One concern I have with the advisor idea (which probably doesn’t apply to Eliezer’s reinterpretation, if I understand that correctly, which I might not) is that it’s not clear that extrapolated advisors in parliament would actually act in the interests of the original agent. For example, they might be selfish and choose something like prolonging their existence by debating as long as possible. Or each might trivially argue for the life that would lead the agent to resemble them as closely as possible on the theory that that would give their existence more measure (which probably wouldn’t be too bad if the extrapolations are well-chosen, but likely not the best outcome). Or they might decide that this agent isn’t really them in the first place, so they should just make the agent’s life as amusing as possible.
A more general statement of the problem would be that there’s no guarantee that the extrapolation of the agent would optimize something beneficial to the original agent, and in fact most of the work of coming up with good advice (or good outcomes as the case may be) is probably being done by the extrapolation/idealization process if it is being done at all.
Unambiguous? No, only an epistemic procedure of a certain sort needs to give an unambiguous answer. A metaphysical theory should give an answer that is no more precise than its subject matter. If we had a metaphysical theory of what it is to be “a heap of sand” that gave a perfectly precise yes/no answer in every case, that would be grounds for deep suspicion. A Theory of Heaps should be vague.

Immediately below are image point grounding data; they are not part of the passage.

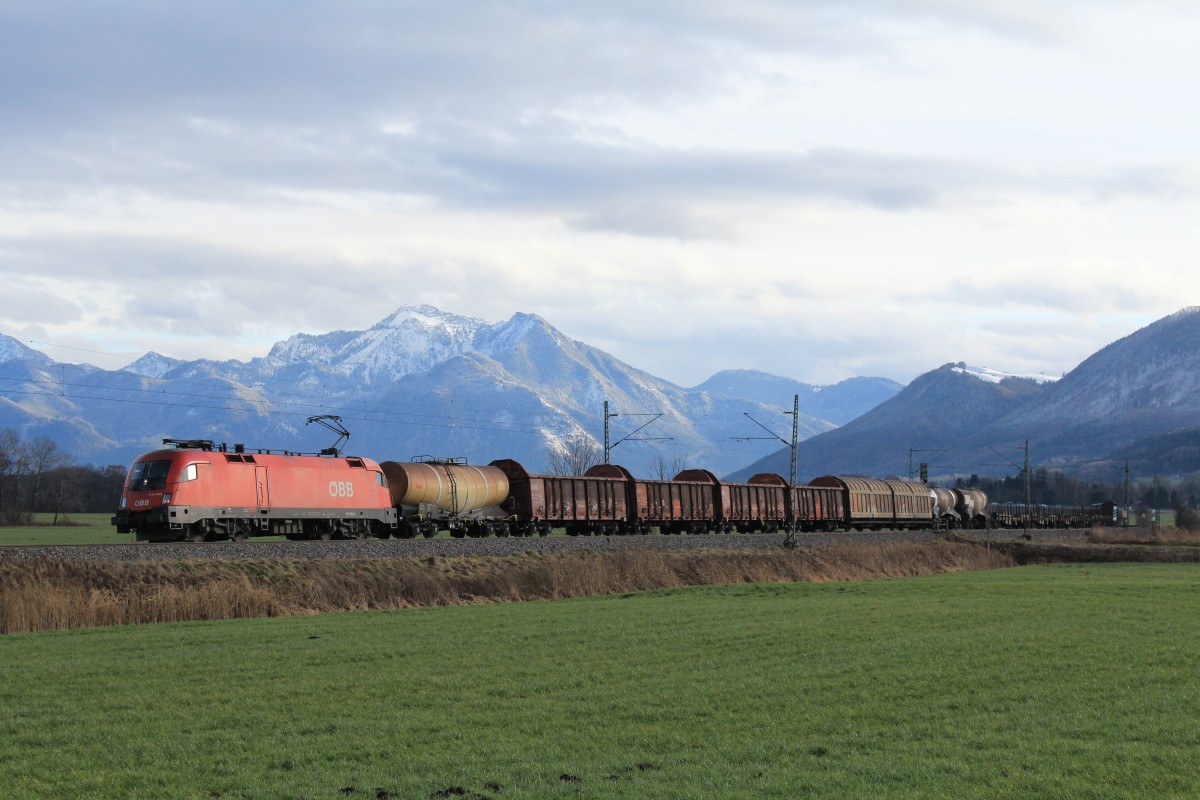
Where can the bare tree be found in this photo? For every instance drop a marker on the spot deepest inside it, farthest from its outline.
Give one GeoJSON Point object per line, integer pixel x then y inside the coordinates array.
{"type": "Point", "coordinates": [43, 455]}
{"type": "Point", "coordinates": [12, 468]}
{"type": "Point", "coordinates": [573, 456]}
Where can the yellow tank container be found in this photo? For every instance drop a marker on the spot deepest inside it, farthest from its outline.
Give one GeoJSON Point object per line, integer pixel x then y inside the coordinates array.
{"type": "Point", "coordinates": [454, 488]}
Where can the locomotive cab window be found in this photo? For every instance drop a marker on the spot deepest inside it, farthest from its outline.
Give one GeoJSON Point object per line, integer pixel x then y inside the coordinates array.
{"type": "Point", "coordinates": [149, 475]}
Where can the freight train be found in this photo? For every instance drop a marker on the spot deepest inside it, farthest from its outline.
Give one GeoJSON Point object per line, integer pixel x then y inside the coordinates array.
{"type": "Point", "coordinates": [198, 491]}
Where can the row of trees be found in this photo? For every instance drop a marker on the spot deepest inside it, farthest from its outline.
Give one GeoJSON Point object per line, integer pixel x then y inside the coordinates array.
{"type": "Point", "coordinates": [36, 475]}
{"type": "Point", "coordinates": [1056, 488]}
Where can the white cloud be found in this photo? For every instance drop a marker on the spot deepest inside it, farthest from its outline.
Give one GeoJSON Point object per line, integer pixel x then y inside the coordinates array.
{"type": "Point", "coordinates": [816, 190]}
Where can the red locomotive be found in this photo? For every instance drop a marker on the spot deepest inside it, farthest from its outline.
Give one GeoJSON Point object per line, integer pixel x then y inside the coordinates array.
{"type": "Point", "coordinates": [202, 492]}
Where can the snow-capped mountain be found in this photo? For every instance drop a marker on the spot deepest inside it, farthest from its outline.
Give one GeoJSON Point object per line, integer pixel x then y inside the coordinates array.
{"type": "Point", "coordinates": [1137, 398]}
{"type": "Point", "coordinates": [995, 376]}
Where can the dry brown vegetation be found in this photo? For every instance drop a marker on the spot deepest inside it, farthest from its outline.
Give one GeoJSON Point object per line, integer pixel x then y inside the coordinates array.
{"type": "Point", "coordinates": [39, 595]}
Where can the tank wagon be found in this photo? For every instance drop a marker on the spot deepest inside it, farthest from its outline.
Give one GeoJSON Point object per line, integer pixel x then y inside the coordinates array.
{"type": "Point", "coordinates": [197, 491]}
{"type": "Point", "coordinates": [448, 494]}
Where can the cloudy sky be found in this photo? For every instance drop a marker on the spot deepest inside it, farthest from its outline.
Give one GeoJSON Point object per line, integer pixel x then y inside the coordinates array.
{"type": "Point", "coordinates": [815, 188]}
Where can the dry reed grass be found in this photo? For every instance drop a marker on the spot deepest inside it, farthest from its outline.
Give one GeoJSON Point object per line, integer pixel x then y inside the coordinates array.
{"type": "Point", "coordinates": [43, 594]}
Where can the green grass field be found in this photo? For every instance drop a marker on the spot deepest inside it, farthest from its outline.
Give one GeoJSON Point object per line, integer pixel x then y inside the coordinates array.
{"type": "Point", "coordinates": [78, 529]}
{"type": "Point", "coordinates": [1061, 681]}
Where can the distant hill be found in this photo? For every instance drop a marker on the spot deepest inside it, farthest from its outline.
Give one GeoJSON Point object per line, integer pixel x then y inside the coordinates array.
{"type": "Point", "coordinates": [838, 403]}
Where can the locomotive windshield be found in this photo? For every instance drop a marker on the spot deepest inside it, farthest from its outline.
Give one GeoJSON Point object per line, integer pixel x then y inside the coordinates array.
{"type": "Point", "coordinates": [149, 475]}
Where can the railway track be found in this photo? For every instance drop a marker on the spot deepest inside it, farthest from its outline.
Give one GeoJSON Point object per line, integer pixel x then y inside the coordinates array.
{"type": "Point", "coordinates": [478, 547]}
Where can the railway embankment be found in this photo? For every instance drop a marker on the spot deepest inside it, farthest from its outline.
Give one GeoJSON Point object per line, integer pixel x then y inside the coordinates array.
{"type": "Point", "coordinates": [48, 593]}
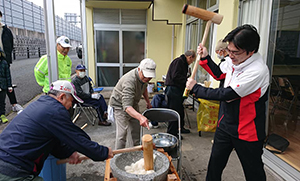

With theories of personal value, it’s not clear that precision is a problem. I wouldn’t be shocked if it turned out that “what’s most beneficial to me” had a precise meaning and ranked every possible outcome unambiguously. But I would be a little surprised. (I know that Von Neumann–Morgenstern utility has been vigorously sold around here, but I haven’t bought it, at least not yet.)
Weird, I’d always heard this referred to as the ‘Ideal Observer’ theory, and it seems there’s way, way more material for that ‘Ideal Advisor’....
EDIT: Just saw the footnote, my bad.
“Personal CEV” sounds a bit like an oxymoron. Personal conceptions of value usually don’t have too much difficulty in “cohering”.